Among the lessons that Snipes has learned over the years is that to survive in the world of film, you must not only perfect your craft, you also must control your destiny. In 1991 he established his Amen Ra Films and has several projects in production. Among them are Down In The Delta for Showtime, for which Maya Angelou will make her directorial debut; Confucius Brown for Universal, which will star Martin Lawrence; The Big Hit in collaboration with Tri Star, for which Snipes will be the executive producer; and a film based on Toni Morrison's Tar Baby. Among Snipes' television projects is an African Scholars series, with the first subject being Dr. John Henrik Clarke.
Snipes, a trained martial artist and a student of Capoeria, the African/Brazilian martial art, makes his debut as a producer with Blade, which is based on the Marvel comic book character. Blade is a "complex individual creature," he says, that is part human, part vampire as a result of his mother being bitten by a vampire in the last month of pregnancy. "This is the most physical role I've ever done," he says. The most martial arts. It's really awesome." The film is due out early 1998.
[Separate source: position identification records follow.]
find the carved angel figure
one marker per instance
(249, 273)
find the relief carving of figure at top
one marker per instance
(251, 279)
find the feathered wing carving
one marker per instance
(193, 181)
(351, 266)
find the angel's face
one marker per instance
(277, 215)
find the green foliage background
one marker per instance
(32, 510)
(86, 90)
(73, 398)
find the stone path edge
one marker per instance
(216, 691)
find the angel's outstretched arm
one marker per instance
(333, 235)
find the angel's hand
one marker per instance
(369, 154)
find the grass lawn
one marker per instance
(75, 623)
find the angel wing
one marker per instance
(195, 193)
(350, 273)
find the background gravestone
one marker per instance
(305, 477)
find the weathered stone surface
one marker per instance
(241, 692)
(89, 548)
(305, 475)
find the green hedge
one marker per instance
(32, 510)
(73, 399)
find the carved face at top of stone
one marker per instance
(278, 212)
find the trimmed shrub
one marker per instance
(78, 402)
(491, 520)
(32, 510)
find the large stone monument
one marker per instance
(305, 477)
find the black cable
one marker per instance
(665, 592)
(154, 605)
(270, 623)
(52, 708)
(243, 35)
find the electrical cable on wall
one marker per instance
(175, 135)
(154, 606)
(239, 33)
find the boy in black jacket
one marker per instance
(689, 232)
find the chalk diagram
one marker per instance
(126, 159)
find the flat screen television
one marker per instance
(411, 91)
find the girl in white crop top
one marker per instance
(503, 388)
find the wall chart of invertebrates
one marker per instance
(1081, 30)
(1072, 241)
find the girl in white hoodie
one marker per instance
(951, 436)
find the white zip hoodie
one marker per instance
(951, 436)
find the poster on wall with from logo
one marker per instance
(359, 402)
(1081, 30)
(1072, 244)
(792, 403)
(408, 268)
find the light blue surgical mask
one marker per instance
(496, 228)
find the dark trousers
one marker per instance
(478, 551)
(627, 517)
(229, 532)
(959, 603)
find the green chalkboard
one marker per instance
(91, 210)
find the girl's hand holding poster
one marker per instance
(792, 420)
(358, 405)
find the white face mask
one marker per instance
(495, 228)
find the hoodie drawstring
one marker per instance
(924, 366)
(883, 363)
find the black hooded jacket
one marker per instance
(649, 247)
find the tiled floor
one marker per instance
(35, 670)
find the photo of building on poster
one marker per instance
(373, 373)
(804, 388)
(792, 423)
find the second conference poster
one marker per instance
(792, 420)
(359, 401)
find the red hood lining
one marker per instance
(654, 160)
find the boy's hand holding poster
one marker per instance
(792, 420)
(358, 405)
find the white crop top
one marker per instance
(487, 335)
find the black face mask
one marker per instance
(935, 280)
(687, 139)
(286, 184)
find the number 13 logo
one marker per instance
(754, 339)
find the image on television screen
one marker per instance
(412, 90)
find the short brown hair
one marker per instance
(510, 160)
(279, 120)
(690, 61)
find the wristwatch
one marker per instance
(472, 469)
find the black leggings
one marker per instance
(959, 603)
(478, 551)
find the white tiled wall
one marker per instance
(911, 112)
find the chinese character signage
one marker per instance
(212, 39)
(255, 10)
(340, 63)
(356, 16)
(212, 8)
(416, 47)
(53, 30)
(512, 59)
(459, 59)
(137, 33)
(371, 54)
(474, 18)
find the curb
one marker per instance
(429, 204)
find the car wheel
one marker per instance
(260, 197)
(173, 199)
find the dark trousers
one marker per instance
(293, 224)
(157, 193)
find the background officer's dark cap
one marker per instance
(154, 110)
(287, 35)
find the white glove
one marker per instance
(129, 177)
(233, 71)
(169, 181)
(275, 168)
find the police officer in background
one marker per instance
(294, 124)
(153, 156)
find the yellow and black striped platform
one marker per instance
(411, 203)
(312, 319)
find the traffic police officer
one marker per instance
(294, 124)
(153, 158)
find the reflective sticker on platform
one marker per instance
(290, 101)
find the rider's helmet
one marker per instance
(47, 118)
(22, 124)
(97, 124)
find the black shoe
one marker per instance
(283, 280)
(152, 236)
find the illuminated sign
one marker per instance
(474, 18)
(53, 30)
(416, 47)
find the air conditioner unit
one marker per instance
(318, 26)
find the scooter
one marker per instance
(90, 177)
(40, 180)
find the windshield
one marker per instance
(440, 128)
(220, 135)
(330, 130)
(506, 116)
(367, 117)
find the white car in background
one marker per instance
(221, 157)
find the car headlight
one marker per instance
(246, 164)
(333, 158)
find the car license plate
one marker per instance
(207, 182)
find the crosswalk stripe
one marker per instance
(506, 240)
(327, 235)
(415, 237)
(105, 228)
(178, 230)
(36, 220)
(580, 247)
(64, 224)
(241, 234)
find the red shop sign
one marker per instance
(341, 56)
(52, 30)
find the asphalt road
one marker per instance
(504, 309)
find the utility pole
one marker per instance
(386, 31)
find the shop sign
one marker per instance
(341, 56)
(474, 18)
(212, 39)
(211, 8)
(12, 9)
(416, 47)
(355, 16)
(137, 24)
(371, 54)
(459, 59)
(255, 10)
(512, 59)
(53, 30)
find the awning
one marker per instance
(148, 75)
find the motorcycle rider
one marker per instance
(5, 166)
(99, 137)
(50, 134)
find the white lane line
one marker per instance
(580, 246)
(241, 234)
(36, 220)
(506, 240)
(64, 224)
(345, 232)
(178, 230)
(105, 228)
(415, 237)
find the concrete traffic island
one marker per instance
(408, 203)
Awesome on another level will be Snipes' portrayal of the troubled jazz master Miles Davis. "Nobody else has the gall to even try to make it," he says of his company's commitment, adding that he's been doing research on why many talented artists resort to some type of abuse and "what drives a person who is considered genius off the wall.
"In the past millennium, there have been a number of people that we've used the word genius to describe, and the majority of them have been kind of off, kind of crazy, a little cuckoo," says Snipes. "And they don't fit the norm."
Is Wesley Snipes a genius?
"I don't know," he says, pondering for a moment. "The word has been thrown around, but I don't really think so. I think I'm progressive and I'm kind of a maverick in a sense that I don't think I'm limited in potential. I don't think that anything is impossible.... But I don't have enough of those eccentricities to really pull off the genius role."
While his interest primarily is in acting, Snipes realizes that Black artists must take more control of filmmaking and tell their own stories. Being director and producer certainly takes the stress level up another notch. "It's a stressful life," he says of his career as it is. "It has benefits and perks, but it's highly stressful. The more you do and the more money you make, the more stress there is."
However, his spirituality keeps it all in check. "The name of my company, Amen lie, translates as `an unseen source of all creation,'" explains Snipes, who says he is an "African spiritualist" who grew up in Baptist churches and was a Muslim for 10 years.
"My spirit. I think that's the only way I've been able to survive."